Double deep network-based traffic signal optimization method for isolated intersections

Rongjian Dai; Yanzhen Li; Rongjian Dai; Yanzhen Li

doi:10.48130/dts-0026-0004

This study addresses the limitations of existing reinforcement learning (RL)-based traffic signal control methods, which typically optimize either the signal phase sequence or phase duration independently. We propose a novel joint optimization framework based on the Double Deep Q-Network (DDQN) that simultaneously determines both the phase sequence and phase duration. To ensure stability, the base phase duration is determined using the classical Webster method. Furthermore, a hybrid state representation is developed by integrating both microscopic and macroscopic traffic features, such as queue length and vehicle delay. A Squeeze-and-Excitation (SE) attention mechanism is introduced to guide the agent's attention toward critical traffic attributes. Simulation experiments conducted on the SUMO platform demonstrate that the proposed method significantly reduces average queue length and vehicle travel time when compared to traditional fixed-time and vehicle-actuated control strategies, particularly under medium to high traffic demand. The results validate the effectiveness, robustness, and practical applicability of the method for intelligent signal control in complex urban intersections.

HTML

Introduction

With the accelerating pace of urbanization, traffic congestion has emerged as a major bottleneck impeding sustainable urban development. It not only reduces the efficiency of road resource utilization and prolongs commuting times, but also contributes to a range of environmental pollution issues^[1]. To address these challenges, researchers have proposed a variety of traffic management strategies, including signal timing optimization, roadway expansion, and the implementation of intelligent transportation systems^[2,3]. Among these, traffic signal control has gained prominence as a core technology for enhancing network efficiency, owing to its relatively low deployment cost and short implementation cycle.
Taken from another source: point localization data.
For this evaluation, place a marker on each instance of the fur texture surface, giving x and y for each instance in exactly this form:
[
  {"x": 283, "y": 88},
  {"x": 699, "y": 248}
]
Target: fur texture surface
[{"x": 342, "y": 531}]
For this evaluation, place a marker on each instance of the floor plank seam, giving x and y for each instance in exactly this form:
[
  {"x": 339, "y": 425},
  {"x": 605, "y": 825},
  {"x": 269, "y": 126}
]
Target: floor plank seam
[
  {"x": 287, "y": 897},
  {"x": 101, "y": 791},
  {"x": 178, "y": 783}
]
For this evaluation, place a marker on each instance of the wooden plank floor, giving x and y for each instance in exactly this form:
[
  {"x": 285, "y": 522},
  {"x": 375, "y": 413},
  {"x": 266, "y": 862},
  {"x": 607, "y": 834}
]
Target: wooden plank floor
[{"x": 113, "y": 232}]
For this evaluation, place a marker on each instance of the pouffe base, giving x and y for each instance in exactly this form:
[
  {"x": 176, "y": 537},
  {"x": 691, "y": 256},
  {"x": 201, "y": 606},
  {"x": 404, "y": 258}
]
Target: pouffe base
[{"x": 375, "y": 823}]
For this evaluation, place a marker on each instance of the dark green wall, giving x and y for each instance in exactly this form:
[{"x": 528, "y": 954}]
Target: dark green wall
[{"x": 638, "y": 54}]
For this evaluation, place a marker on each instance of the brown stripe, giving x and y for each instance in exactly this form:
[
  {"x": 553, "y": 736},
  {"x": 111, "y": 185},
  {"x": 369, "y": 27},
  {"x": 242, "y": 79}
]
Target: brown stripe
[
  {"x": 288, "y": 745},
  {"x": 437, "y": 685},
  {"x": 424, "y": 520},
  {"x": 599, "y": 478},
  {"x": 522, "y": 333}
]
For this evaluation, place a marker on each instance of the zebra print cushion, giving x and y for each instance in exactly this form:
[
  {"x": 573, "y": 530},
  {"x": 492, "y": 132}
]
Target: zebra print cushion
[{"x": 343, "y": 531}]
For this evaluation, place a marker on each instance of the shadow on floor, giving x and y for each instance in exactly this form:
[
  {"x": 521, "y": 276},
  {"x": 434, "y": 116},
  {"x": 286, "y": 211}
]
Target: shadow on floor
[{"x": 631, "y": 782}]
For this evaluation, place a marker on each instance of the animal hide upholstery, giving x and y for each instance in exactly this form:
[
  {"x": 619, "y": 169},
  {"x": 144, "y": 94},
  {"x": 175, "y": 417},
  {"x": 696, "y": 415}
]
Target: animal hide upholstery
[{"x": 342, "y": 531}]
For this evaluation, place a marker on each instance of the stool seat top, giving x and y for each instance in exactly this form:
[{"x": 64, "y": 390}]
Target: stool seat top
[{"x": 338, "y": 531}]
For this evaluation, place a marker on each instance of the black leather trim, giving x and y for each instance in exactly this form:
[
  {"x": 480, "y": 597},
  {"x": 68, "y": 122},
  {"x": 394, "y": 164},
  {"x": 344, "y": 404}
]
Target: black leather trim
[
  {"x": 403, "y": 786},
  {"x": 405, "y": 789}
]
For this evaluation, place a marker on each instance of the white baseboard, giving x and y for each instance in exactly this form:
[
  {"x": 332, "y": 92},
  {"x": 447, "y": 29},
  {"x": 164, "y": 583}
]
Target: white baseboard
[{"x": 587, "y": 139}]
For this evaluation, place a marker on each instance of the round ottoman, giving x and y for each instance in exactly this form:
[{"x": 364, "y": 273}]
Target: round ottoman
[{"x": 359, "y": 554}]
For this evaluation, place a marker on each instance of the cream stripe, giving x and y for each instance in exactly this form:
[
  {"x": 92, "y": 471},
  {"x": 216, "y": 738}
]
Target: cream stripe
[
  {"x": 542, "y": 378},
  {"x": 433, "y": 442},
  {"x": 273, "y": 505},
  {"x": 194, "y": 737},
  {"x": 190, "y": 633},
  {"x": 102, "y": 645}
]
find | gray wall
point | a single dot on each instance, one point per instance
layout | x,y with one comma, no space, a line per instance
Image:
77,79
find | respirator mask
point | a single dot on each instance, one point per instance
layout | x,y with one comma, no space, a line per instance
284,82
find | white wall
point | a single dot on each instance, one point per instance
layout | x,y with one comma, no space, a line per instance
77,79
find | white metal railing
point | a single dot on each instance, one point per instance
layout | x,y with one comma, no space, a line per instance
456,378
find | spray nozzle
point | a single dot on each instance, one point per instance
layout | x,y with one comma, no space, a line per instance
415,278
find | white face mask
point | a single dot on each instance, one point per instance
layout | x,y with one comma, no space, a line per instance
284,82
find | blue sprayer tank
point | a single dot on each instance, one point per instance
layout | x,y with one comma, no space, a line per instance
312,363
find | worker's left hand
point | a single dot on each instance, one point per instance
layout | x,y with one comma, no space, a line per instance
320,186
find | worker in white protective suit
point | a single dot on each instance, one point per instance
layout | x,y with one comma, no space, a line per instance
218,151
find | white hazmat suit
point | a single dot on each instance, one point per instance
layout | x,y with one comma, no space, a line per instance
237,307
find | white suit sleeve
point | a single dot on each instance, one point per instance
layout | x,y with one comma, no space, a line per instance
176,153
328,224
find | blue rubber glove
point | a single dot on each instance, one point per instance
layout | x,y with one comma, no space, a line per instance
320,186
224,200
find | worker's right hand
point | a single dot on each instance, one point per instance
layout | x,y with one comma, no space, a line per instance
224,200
With continuous advancements in traffic data acquisition technologies, traffic signal control methods have undergone significant evolution and innovation^[4,5]. In general, their development can be divided into three stages: static control based on fixed-time plans, vehicle-actuated control triggered by detectors^[6,7], and adaptive control based on real-time optimization^[8,9]. The latter two categories leverage sensor data to capture real-time traffic volumes and dynamically adjust signal timing plans^[10]. Although these methods have improved traffic efficiency to some extent, they still suffer from shortcomings such as delayed response and limited generalization ability in dealing with the highly nonlinear and stochastic characteristics of urban traffic flow.
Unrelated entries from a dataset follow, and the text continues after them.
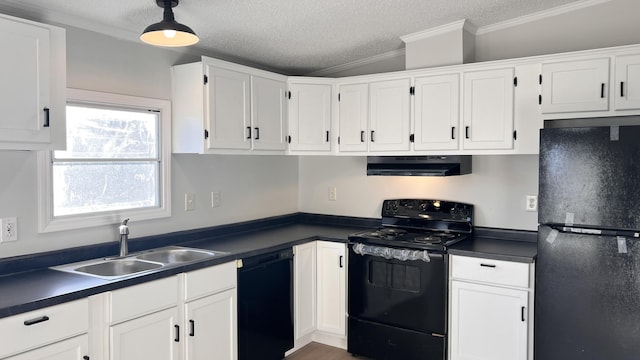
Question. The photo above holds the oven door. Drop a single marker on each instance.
(405, 294)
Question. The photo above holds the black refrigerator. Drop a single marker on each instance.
(587, 290)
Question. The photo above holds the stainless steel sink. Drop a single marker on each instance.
(139, 263)
(118, 267)
(176, 255)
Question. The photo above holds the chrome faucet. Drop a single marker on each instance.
(124, 236)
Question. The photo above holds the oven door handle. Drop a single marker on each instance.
(392, 253)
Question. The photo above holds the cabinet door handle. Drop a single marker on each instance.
(36, 320)
(46, 117)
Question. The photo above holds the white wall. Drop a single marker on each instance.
(251, 187)
(497, 187)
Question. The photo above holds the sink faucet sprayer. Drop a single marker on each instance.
(124, 236)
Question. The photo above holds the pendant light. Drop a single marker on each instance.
(168, 32)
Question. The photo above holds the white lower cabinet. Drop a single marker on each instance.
(331, 290)
(154, 336)
(210, 327)
(191, 316)
(71, 349)
(54, 332)
(491, 315)
(320, 293)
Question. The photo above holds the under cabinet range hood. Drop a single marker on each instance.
(419, 165)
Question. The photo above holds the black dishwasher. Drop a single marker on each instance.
(265, 306)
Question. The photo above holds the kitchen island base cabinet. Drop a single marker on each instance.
(211, 327)
(491, 309)
(155, 336)
(70, 349)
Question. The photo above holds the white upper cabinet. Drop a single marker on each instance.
(33, 86)
(353, 117)
(269, 113)
(627, 84)
(224, 108)
(575, 86)
(389, 115)
(437, 112)
(310, 117)
(228, 109)
(488, 109)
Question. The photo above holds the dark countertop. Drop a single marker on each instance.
(34, 289)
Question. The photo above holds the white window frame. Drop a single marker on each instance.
(48, 223)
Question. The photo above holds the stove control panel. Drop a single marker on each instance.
(422, 209)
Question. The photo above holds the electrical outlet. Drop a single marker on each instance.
(189, 201)
(532, 203)
(215, 199)
(9, 230)
(333, 193)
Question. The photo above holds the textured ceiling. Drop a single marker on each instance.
(290, 36)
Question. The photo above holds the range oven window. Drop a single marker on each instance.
(399, 277)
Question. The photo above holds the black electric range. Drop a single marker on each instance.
(398, 279)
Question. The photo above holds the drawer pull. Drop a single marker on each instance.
(36, 320)
(488, 265)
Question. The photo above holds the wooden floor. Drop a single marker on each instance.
(316, 351)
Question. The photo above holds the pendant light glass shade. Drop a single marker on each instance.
(168, 32)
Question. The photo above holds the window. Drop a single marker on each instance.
(116, 163)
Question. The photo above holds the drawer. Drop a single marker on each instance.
(143, 299)
(44, 326)
(490, 271)
(210, 280)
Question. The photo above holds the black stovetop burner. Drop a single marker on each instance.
(420, 224)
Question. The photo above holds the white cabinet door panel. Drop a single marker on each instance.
(575, 86)
(487, 322)
(353, 117)
(488, 109)
(389, 115)
(627, 85)
(437, 112)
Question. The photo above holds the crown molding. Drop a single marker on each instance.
(357, 63)
(539, 15)
(438, 30)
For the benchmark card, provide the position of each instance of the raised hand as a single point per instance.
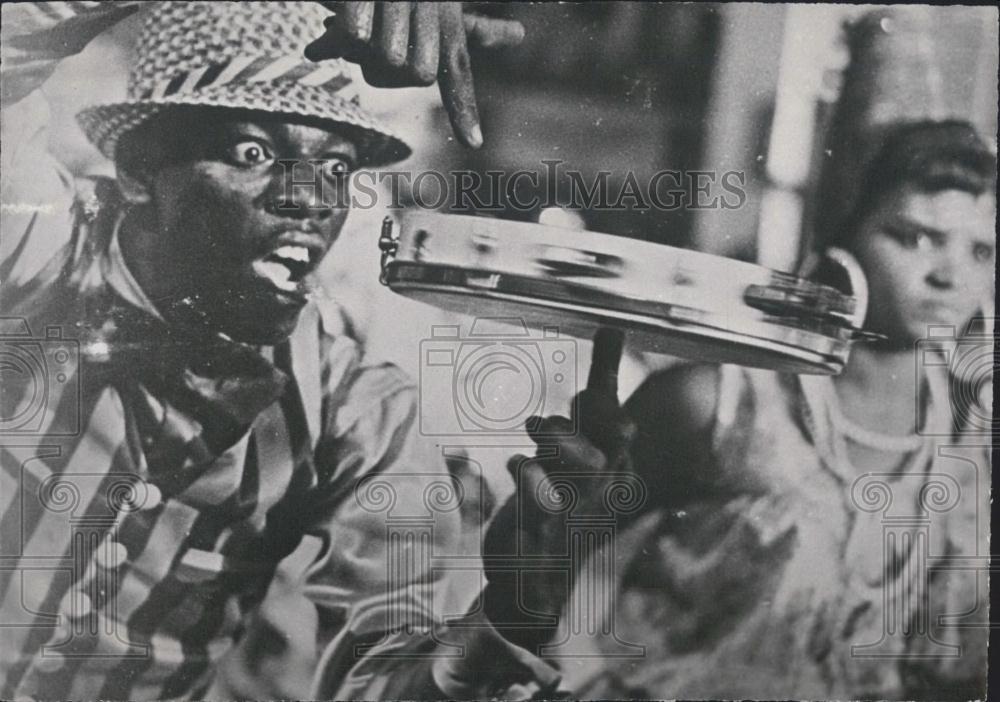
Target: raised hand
(530, 522)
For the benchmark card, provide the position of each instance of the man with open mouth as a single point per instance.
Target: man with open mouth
(202, 428)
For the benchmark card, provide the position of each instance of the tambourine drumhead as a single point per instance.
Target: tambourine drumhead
(668, 300)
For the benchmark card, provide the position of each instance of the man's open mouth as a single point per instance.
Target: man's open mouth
(286, 267)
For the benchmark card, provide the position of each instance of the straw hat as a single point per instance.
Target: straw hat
(241, 55)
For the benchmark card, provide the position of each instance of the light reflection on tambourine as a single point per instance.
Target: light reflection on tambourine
(668, 300)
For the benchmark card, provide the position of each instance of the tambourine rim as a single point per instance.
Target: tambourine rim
(822, 353)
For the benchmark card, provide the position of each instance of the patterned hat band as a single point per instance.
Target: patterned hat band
(255, 69)
(245, 56)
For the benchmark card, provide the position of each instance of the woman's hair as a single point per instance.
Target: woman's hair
(927, 156)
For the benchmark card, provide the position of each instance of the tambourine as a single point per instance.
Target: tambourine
(668, 300)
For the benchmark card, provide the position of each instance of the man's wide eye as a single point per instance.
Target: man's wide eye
(249, 153)
(336, 168)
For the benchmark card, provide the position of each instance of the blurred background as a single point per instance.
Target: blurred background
(616, 87)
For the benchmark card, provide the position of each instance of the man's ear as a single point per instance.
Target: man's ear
(133, 186)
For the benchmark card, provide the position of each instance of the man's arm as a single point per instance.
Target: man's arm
(37, 191)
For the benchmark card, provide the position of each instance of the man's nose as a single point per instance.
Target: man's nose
(944, 270)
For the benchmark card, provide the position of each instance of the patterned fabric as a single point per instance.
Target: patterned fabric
(238, 55)
(770, 574)
(147, 513)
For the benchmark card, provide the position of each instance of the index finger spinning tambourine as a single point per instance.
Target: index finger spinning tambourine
(668, 300)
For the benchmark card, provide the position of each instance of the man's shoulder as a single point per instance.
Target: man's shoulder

In recent years, the rapid advancement of artificial intelligence has introduced new research methods and technical paradigms to the field of traffic signal control^[11]. Among them, reinforcement learning (RL) has become a research hotspot due to its ability to make autonomous decisions and optimize policies in dynamic environments^[12−14]. In RL, an agent interacts with the environment by trial and error, continuously learning and updating the mapping between actions and states—namely, the signal control policy—and adaptively adjusts signal plans based on the long-term cumulative reward (Q-value). However, when handling high-dimensional continuous state spaces, traditional RL algorithms exhibit insufficient representational capacity, resulting in poor control performance in complex network environments^[15,16].

Deep reinforcement learning (DRL), which combines the perceptual strength of deep learning (DL) with the sequential decision-making capabilities of RL, offers a promising solution to these limitations^[17−19]. DRL agents follow a model-free learning paradigm, leveraging the powerful perception capabilities of deep networks to learn fine-grained control strategies directly from traffic data, thereby enabling more flexible and adaptive signal control schemes^[20]. As a result, DRL-based traffic signal control approaches have attracted growing interest from the academic community^[21−23].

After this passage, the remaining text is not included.